Where can I find the secret of success in life from famous dead people?
March 14, 2010 6:18 PM   Subscribe

I want to know if there are any other famous history figures who give out secret of success similar to Ieyasu Precept?

I recently found this precept on secret of success in life from
Tokugawa Ieyasu

Life is like walking along a long road shouldering a heavy load; there is no need to hurry.
One who treats difficulties as the normal state of affairs will never be discontented.
Patience is the source of eternal peace; treat anger as an enemy.
Harm will befall one who knows only success and has never experienced failure.
Blame yourself rather than others.
It is better not to reach than to go too far.
— 1604

Do you know of any other famous historical figures who give out similar "secrets" to explain their success?
posted by Carius to Society & Culture (6 answers total) 5 users marked this as a favorite
The Book of Five Rings, by Miyamoto Musashi

I've read it and I didn't think it was very profound, but it is historically important because it strongly inflluenced the way the Bushido was perceived in the latter part of the Shogunate. And perhaps it was more radical in its time than it seems now.

For instance, he spends a lot of time trying to explain why the samurai should go out and work with artisans (from a lower caste) and try to understand what they do. In particular he talks about his time working with and observing carpenters, and what he learned from them.
posted by Chocolate Pickle at 7:15 PM on March 14, 2010

Memoirs of Napoleon
posted by Chocolate Pickle at 7:19 PM on March 14, 2010

Benjamin Franklin
posted by MsMolly at 7:57 PM on March 14, 2010

I would have suggested Caesar's Commentaries, except that it's a history rather than the kind of philosophy thing you're talking about. And it's not clear how much of it, if any, was really written by Caesar.
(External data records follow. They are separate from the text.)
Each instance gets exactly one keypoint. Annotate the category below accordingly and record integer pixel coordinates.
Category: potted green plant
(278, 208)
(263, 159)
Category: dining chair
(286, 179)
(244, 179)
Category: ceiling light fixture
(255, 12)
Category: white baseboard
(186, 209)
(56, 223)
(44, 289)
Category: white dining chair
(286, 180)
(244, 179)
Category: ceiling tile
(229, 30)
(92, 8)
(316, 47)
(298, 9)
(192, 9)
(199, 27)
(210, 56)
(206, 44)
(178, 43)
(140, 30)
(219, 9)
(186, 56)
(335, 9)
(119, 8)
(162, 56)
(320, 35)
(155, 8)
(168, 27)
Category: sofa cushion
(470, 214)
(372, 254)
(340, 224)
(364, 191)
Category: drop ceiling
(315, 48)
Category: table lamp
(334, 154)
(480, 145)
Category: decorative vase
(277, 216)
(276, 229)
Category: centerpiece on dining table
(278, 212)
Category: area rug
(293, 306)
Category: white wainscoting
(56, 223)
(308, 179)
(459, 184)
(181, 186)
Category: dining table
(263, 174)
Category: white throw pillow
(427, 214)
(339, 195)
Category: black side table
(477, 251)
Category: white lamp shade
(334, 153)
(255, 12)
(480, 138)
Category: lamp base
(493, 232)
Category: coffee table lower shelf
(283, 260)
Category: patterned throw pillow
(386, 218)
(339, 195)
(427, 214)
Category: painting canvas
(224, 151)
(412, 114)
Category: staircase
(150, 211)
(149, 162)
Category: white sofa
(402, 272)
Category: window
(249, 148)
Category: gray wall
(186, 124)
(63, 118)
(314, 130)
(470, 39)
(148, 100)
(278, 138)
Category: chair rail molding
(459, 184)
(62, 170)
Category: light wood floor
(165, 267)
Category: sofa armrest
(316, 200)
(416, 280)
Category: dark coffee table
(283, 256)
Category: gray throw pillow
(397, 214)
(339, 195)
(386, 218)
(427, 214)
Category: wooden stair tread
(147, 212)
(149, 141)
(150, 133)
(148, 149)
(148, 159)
The translator notes on the version I read said that each of the three sections had a different writing style which probably meant they were all different authors. That translator conjectured that the first one really was Caesar, but admitted that there was no way to prove it.
posted by Chocolate Pickle at 8:03 PM on March 14, 2010

Marcus Aurelius' Meditations.
posted by darkstar at 9:31 PM on March 14, 2010 [1 favorite]

MsMolly thanks!
I completely forgot about Franklin's Thirteen Virtues:

1. "TEMPERANCE. Eat not to dullness; drink not to elevation."
2. "SILENCE. Speak not but what may benefit others or yourself; avoid trifling conversation."
3. "ORDER. Let all your things have their places; let each part of your business have its time."
4. "RESOLUTION. Resolve to perform what you ought; perform without fail what you resolve."
5. "FRUGALITY. Make no expense but to do good to others or yourself; i.e., waste nothing."
6. "INDUSTRY. Lose no time; be always employ'd in something useful; cut off all unnecessary actions."
7. "SINCERITY. Use no hurtful deceit; think innocently and justly, and, if you speak, speak accordingly."
8. "JUSTICE. Wrong none by doing injuries, or omitting the benefits that are your duty."
9. "MODERATION. Avoid extremes; forbear resenting injuries so much as you think they deserve."
10. "CLEANLINESS. Tolerate no uncleanliness in body, cloaths, or habitation."
11. "TRANQUILLITY. Be not disturbed at trifles, or at accidents common or unavoidable."
12. "CHASTITY. Rarely use venery but for health or offspring, never to dullness, weakness, or the injury of your own or another's peace or reputation."
13. "HUMILITY. Imitate Jesus and Socrates."

Chocolate Pickle
It really doesn't matter if Caesar's Commentaries was just history instead of concise lists philosophy to follow. The main thing is does the Commentaries explain why Caesar was successful in conquering Gaul? Is there anything about his achievement we can learn from?